Difficult or expensive to reach without NLC-HVAC integration, savings such as these are significant enough to make a noticeable impact on the bottom line. The study estimated potential ratepayer savings over six years (through 2030) at $217 million in Arizona and $1.2 billion in Connecticut if NLC-HVAC integration is incentivized and promoted by efficiency programs.
Whether new incentives materialize, benchmarking energy performance policies are affecting more buildings across North America, with steep financial penalties for wasting energy. NLC-HVAC integration could help penalized buildings save energy quickly, before aging HVAC equipment is eventually replaced at the end of its lifetime.

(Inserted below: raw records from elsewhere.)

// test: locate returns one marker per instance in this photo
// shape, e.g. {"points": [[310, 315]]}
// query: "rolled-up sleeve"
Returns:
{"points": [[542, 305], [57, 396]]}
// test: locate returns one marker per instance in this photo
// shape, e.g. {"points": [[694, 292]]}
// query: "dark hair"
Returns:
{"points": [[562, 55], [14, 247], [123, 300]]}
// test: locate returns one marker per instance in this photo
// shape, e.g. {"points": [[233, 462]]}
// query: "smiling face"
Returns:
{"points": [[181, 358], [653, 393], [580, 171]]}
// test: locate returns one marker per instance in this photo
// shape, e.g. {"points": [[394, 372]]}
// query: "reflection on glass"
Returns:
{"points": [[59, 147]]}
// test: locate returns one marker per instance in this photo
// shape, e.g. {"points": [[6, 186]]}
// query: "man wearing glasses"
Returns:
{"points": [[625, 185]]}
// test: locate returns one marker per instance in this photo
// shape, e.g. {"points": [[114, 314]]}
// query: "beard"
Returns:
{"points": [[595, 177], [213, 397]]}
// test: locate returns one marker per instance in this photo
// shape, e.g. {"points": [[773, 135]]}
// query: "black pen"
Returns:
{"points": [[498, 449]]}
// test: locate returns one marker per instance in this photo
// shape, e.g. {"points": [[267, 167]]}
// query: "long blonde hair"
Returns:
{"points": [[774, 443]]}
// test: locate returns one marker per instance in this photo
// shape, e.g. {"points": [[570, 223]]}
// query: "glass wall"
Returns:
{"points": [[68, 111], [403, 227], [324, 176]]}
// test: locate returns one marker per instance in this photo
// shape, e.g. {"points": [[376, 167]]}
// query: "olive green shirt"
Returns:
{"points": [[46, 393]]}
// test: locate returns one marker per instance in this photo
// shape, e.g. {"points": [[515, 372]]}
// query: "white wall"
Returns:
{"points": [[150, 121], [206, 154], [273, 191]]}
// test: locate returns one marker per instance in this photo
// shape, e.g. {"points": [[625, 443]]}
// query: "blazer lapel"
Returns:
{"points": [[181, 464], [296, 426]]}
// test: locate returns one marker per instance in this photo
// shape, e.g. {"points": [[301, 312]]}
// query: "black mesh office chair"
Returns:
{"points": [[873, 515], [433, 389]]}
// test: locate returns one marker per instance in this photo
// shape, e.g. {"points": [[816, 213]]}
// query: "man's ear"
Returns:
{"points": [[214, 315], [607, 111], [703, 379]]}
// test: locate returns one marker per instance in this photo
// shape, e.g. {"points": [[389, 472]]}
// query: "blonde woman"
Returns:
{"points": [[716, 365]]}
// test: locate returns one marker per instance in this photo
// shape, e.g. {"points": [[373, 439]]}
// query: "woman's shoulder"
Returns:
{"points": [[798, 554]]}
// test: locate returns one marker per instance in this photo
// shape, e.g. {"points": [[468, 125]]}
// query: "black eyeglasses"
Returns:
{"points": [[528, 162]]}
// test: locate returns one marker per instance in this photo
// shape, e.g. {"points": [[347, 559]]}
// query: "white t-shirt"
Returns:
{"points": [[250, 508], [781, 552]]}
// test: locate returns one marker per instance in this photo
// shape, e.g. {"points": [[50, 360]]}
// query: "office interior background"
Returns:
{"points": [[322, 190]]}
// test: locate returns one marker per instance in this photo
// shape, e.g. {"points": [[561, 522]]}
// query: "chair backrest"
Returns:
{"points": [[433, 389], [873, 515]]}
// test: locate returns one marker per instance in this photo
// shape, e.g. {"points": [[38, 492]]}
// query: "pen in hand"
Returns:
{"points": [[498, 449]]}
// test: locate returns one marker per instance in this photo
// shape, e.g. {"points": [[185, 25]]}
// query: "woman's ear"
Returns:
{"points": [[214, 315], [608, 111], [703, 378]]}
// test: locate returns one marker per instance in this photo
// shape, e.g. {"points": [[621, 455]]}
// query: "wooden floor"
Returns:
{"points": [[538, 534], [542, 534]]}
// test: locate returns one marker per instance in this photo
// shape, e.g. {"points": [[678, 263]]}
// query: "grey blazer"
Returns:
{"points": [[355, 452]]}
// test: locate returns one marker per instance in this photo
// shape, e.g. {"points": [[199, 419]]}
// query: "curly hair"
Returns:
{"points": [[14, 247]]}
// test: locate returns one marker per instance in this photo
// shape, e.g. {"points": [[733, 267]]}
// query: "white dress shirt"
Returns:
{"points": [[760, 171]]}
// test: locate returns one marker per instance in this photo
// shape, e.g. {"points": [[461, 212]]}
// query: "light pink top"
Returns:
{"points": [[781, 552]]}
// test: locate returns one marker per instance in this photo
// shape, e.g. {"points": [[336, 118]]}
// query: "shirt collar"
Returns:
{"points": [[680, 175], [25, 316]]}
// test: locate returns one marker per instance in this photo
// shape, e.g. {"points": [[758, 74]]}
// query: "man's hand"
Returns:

Investing in integration of networked lighting and HVAC systems can also further a company’s environmental, social and governance (ESG) goals. McKinsey & Company reports that over 90 percent of S&P 500 companies now report their performance on a range of sustainability issues, including energy. In fact, maximizing energy efficiency — including through integration of lighting, HVAC and other building systems — is among the top ESG trends commercial facility owners should pursue, says AEI Consultants, a firm that advises firms on building, environmental, land and sustainability concerns.
Coming just as first-generation LEDs are wearing out and need replacing, the DLC’s study demonstrated the financial wisdom and sustainability benefits of adding NLCs to planned and future LED lighting upgrades and highlighted the value of pairing networked LED lighting with HVAC systems. Since LED fixtures installed today could last up to 15 years, it is only prudent to make sure the lighting systems installed now either include NLCs or are equipped for the straightforward addition of future controls. For commercial lighting decision makers, there’s a brief window to make astute choices now to lock in the ability to capture future energy savings as well as the occupant comfort, security and wellbeing enabled by advanced controls.
Levin Nock is Senior Technical Manager at the DesignLights Consortium.